En effet, le comité souligne que l’arrêté du 21 novembre 2006 n’est pas à la hauteur des enjeux et relève un vide juridique quant à l’obligation de la certification pour les diagnostiqueurs d'amiante avant ou après travaux. Dans cet arrêté, la certification des diagnostiqueurs ne concerne que les repérages d'amiante en charge de l’état de l’amiante avant vente ou avant démolition, Les diagnostiqueurs d'amiante avant ou après travaux ne sont donc pas soumis à l’obligation d’être certifiés.
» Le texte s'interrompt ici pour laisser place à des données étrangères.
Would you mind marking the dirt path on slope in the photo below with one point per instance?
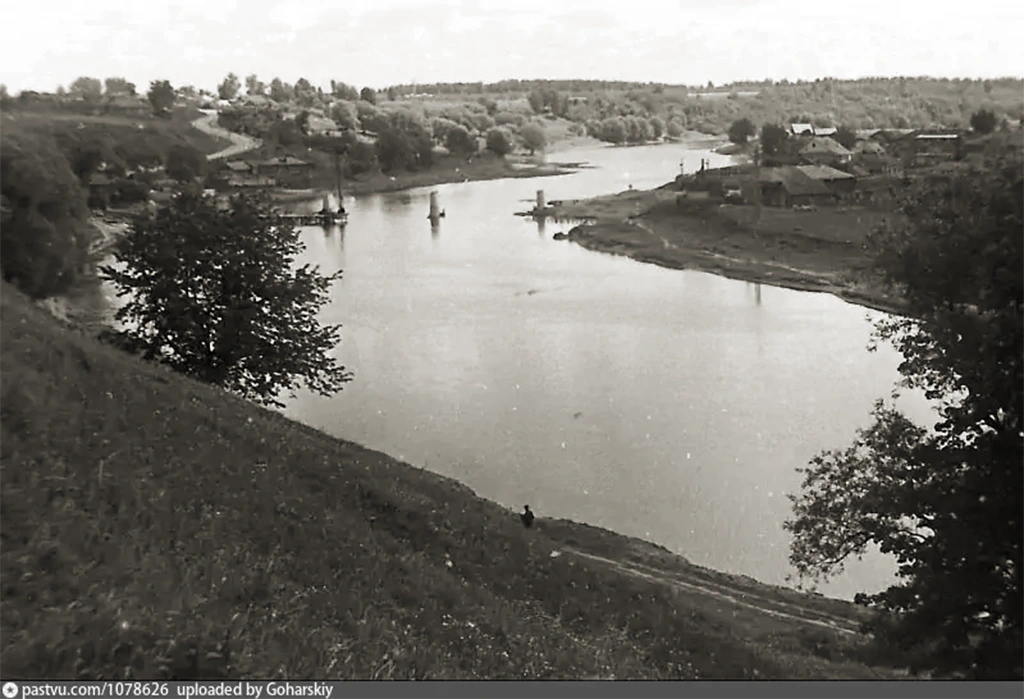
(240, 142)
(777, 609)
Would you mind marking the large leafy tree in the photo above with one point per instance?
(118, 86)
(534, 137)
(741, 130)
(229, 88)
(946, 500)
(773, 137)
(161, 96)
(87, 88)
(983, 121)
(215, 294)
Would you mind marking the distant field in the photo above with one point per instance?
(120, 127)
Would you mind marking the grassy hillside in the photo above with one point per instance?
(153, 526)
(132, 137)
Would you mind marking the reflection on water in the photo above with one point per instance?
(667, 404)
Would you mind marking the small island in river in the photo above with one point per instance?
(821, 250)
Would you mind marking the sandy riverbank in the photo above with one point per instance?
(819, 251)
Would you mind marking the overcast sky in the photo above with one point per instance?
(381, 42)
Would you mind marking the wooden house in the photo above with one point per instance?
(287, 171)
(824, 150)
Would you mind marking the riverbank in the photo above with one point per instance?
(201, 536)
(813, 251)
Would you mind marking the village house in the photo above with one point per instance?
(788, 186)
(870, 158)
(322, 126)
(840, 183)
(824, 150)
(100, 189)
(928, 148)
(243, 174)
(287, 171)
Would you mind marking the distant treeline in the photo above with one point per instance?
(513, 86)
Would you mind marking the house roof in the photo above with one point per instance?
(869, 147)
(287, 161)
(794, 180)
(823, 144)
(99, 179)
(892, 134)
(823, 172)
(322, 124)
(864, 134)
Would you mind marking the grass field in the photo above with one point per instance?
(141, 131)
(157, 527)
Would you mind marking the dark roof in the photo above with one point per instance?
(794, 180)
(824, 144)
(287, 161)
(823, 172)
(99, 179)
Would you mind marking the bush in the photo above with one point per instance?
(499, 141)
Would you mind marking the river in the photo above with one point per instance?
(672, 405)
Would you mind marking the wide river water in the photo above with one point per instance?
(671, 405)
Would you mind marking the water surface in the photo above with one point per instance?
(674, 405)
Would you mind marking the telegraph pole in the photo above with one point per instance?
(757, 182)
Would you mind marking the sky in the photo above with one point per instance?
(47, 43)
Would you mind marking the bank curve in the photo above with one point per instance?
(240, 142)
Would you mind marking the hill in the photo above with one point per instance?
(154, 526)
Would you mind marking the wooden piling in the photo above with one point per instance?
(435, 212)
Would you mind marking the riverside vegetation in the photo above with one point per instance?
(156, 526)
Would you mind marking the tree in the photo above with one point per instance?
(772, 138)
(216, 295)
(459, 141)
(656, 127)
(846, 137)
(229, 88)
(118, 86)
(534, 137)
(254, 85)
(983, 121)
(89, 89)
(402, 141)
(345, 116)
(499, 141)
(946, 501)
(344, 91)
(536, 99)
(281, 92)
(43, 235)
(184, 163)
(741, 130)
(161, 96)
(305, 93)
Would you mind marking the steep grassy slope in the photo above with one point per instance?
(153, 526)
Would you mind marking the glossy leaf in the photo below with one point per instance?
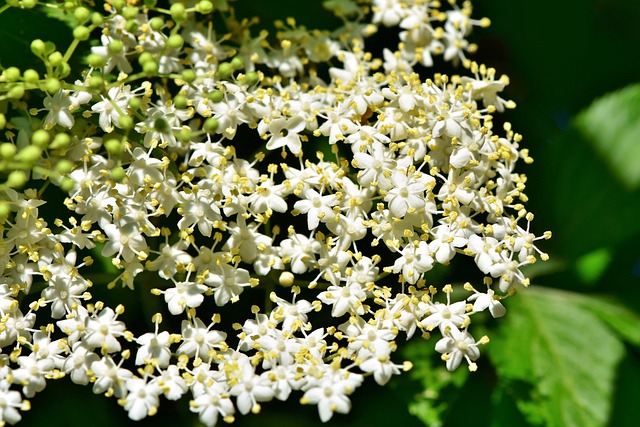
(567, 354)
(612, 125)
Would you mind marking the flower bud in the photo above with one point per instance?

Le rapport du comité souligne également la mauvaise qualité des repérages d'amiante du fait de compétences insuffisantes de certains opérateurs de repérage (opérateurs non issus du bâtiment et manques de compétences techniques et juridiques) et de pressions des donneurs d’ordres pour minimiser l’état de conservation, ne pas inscrire des MCA ou réduire le champ de repérage pour le généraliser sur l’ensemble du bâti.
Le comité invite donc le gouvernement, dans sa proposition 17, à totalement et urgemment refondre l’arrêté du 21 novembre 2006, en prenant comme base le projet d’arrêté modificatif d’octobre 2011.
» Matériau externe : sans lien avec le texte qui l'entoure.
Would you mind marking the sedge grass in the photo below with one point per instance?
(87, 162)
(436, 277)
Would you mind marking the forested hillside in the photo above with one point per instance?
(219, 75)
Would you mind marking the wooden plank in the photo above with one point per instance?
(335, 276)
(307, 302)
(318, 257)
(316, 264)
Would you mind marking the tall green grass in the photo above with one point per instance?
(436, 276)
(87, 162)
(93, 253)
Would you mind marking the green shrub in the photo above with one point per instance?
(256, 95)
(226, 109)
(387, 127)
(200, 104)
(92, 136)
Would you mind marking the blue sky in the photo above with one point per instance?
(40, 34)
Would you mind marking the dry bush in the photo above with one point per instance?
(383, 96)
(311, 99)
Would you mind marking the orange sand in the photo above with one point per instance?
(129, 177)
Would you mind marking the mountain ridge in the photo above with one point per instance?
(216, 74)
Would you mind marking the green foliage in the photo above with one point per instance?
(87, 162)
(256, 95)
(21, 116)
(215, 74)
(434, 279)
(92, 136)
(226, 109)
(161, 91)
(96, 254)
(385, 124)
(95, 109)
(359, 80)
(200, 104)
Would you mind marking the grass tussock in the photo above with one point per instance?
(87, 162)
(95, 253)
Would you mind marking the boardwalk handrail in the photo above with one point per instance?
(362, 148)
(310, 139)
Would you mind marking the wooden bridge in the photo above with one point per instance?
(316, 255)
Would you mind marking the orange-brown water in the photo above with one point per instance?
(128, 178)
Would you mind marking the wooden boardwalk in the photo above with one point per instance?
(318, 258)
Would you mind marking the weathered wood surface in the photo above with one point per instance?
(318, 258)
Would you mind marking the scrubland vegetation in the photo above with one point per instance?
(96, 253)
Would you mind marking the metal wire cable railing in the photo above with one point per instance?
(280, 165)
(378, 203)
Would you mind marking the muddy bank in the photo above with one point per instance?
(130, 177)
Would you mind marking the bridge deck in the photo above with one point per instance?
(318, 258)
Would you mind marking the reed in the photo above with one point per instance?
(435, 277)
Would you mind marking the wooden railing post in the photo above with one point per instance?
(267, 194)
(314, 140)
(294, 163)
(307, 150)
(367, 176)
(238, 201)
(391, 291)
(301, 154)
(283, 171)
Dans sa proposition 18, il préconise également d’étoffer cet arrêté modifiant en :
- obligeant les organismes certificateurs à procéder à plusieurs contrôles inopinés sur place pendant la période de surveillance,
- en instaurant des formations rigoureuses exploitant une base de données informatique où seraient regroupés les retours d’expérience significatifs des diagnostiqueurs,
- et en rendant obligatoire, par voie réglementaire, l’application de la norme rénovée NF X 46-020 pour tous les types de repérage.
Le comité préconise également que le repérage et le diagnostic avant travaux soient rendus obligatoires dans le code du travail pour tous les donneurs d’ordres et les propriétaires afin que les enrobés, les conduits d’égouts, les terrains amiantifères, les équipements industriels, les navires ou encore les matériels roulants ferroviaires soient intégrés.
Suite à ce rapport, l’État devrait donc refondre l’arrêté du 21 novembre 2006 en un nouvel arrêté de compétence. Malheureusement, aucune date et aucune échéance pour la publication de ce nouveau texte n’a été arrêtée.